Schneider Jens P, Trantakis Christos, Rubach Matthias, Schulz Thomas, Dietrich Juergen, Winkler Dirk, Renner Christof, Schober Ralf, Geiger Kathrin, Brosteanu Oana, Zimmer Claus, Kahn Thomas
Diagnostic Radiology, University of Leipzig, Germany.
Neuroradiology. 2005 Jul;47(7):489-500. doi: 10.1007/s00234-005-1397-1. Epub 2005 Jun 11.
Patients with supratentorial high-grade glioma underwent surgery within a vertically open 0.5-T magnetic resonance (MR) system to evaluate the efficacy of intraoperative MR guidance in achieving gross-total resection. For 31 patients, preoperative clinical data and MR findings were consistent with the putative diagnosis of a high-grade glioma, in 23 cases in eloquent regions. Tumor resections were carried out within a 0.5-T MR SIGNA SP/i (GE Medical Systems, USA). The resection of the lesion was carried out using fully MR compatible neurosurgical equipment and was stopped at the point when the operation was considered complete by the surgeon viewing the operation field with the microscope. We repeated imaging to determine the residual tumor volume only visible with MRI. Areas of tissue that were abnormal on these images were localized in the bed of resection by using interactive MR guidance. The procedure of resection, imaging control and interactive image guidance was repeated where necessary. Almost all tissue with abnormal characteristics was resected, with the exception of tissue localized in eloquent brain areas. The diagnosis of glioblastoma was confirmed in all 31 cases. When comparing the tumor volume before resection and at the point where the neurosurgeon would otherwise have terminated surgery ("first control"), residual tumor tissue was detectable in 29/31 patients; the mean residual tumor volume was 30.7 +/- 24%. After repeated resections under interactive image guidance the mean residual tumor volume was 15.1%. At this step we found tumor remnants only in 20/31 patients. The perioperative morbidity (12.9%) was low. Twenty-seven patients underwent sufficient postoperative radiotherapy. We found a significant difference (log(rank)p = 0.0037) in the mean survival times of the two groups with complete resection (n = 10, median survival time 537 days) and incomplete resection (n = 17, median survival time 237 days). The resection of primary glioblastoma multiforme under intraoperative MR guidance as demonstrated is a possibility to achieve a more complete removal of the tumor than with conventional techniques. In our small but homogeneous patient group we found an increase in the median survival time in patients with MRI for complete tumor resection, and the overall surgical morbidity was low.
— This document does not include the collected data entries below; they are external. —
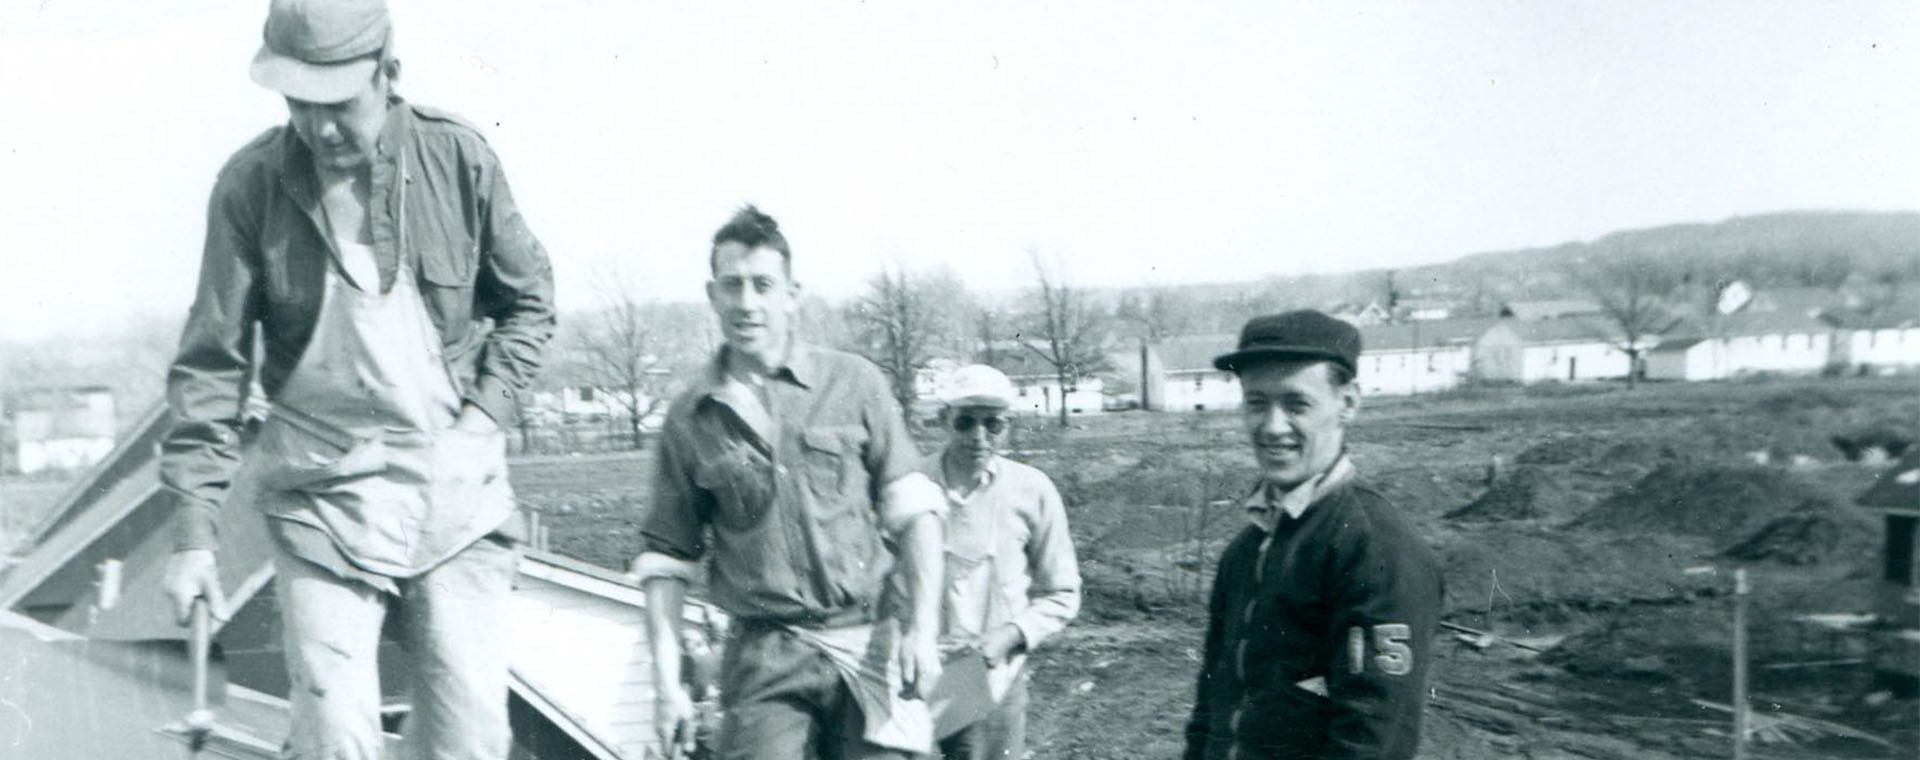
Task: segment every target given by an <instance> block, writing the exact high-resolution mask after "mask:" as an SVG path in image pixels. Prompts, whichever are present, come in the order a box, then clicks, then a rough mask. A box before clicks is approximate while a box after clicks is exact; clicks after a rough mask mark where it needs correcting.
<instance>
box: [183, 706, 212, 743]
mask: <svg viewBox="0 0 1920 760" xmlns="http://www.w3.org/2000/svg"><path fill="white" fill-rule="evenodd" d="M184 733H186V745H188V747H190V748H192V750H194V752H200V748H202V747H205V745H207V737H209V735H213V710H207V708H200V710H194V712H188V714H186V725H184Z"/></svg>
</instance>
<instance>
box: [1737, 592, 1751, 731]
mask: <svg viewBox="0 0 1920 760" xmlns="http://www.w3.org/2000/svg"><path fill="white" fill-rule="evenodd" d="M1749 722H1751V710H1749V706H1747V568H1736V570H1734V760H1747V725H1749Z"/></svg>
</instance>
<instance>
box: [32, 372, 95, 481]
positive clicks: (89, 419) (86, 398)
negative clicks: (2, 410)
mask: <svg viewBox="0 0 1920 760" xmlns="http://www.w3.org/2000/svg"><path fill="white" fill-rule="evenodd" d="M113 411H115V409H113V392H111V390H108V388H104V386H77V388H33V390H21V392H15V393H12V395H10V397H8V399H6V415H8V420H10V426H8V428H12V436H10V439H8V441H6V445H8V457H6V459H8V461H10V463H12V464H13V468H15V470H19V472H42V470H79V468H86V466H92V464H94V463H100V461H102V459H106V457H108V455H109V453H113V428H115V418H113Z"/></svg>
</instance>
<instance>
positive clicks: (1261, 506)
mask: <svg viewBox="0 0 1920 760" xmlns="http://www.w3.org/2000/svg"><path fill="white" fill-rule="evenodd" d="M1354 472H1356V470H1354V461H1352V459H1348V455H1344V453H1342V455H1340V459H1334V463H1332V466H1329V468H1327V472H1321V474H1319V478H1313V480H1308V482H1304V484H1300V486H1294V487H1292V489H1281V487H1275V486H1271V484H1267V482H1261V484H1260V486H1254V493H1248V495H1246V501H1244V505H1246V518H1248V520H1252V522H1254V526H1258V528H1260V530H1261V532H1267V534H1271V532H1273V526H1275V524H1279V522H1281V514H1283V512H1284V514H1286V516H1290V518H1294V520H1300V516H1302V514H1306V512H1308V507H1313V503H1315V501H1319V497H1321V495H1327V493H1331V491H1332V489H1334V487H1340V484H1346V482H1348V480H1352V478H1354Z"/></svg>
幕上高级别胶质瘤患者在垂直开放的0.5-T磁共振(MR)系统中接受手术,以评估术中MR引导在实现肿瘤全切除方面的疗效。31例患者术前临床资料和MR表现与高级别胶质瘤的推测诊断一致,其中23例位于功能区。肿瘤切除在0.5-T MR SIGNA SP/i(美国通用电气医疗系统公司)中进行。使用完全兼容MR的神经外科设备进行病变切除,当外科医生通过显微镜观察术野认为手术完成时停止操作。我们重复成像以确定仅在MRI上可见的残余肿瘤体积。通过交互式MR引导,将这些图像上异常的组织区域定位在切除床内。必要时重复切除、成像控制和交互式图像引导过程。几乎所有具有异常特征的组织均被切除,但位于功能区脑区的组织除外。所有31例均确诊为胶质母细胞瘤。比较切除前与神经外科医生否则会终止手术的点(“首次对照”)时的肿瘤体积,29/31例患者可检测到残余肿瘤组织;平均残余肿瘤体积为30.7±24%。在交互式图像引导下重复切除后,平均残余肿瘤体积为15.1%。在此阶段,我们仅在20/31例患者中发现肿瘤残余。围手术期发病率较低(12.9%)。27例患者接受了充分的术后放疗。我们发现完全切除组(n = 10,中位生存时间537天)和不完全切除组(n = 17,中位生存时间237天)的平均生存时间存在显著差异(对数秩检验p = 0.0037)。如所示,在术中MR引导下切除原发性多形性胶质母细胞瘤有可能比传统技术更完整地切除肿瘤。在我们这个小而同质的患者组中,我们发现通过MRI实现肿瘤完全切除的患者中位生存时间增加,且总体手术发病率较低。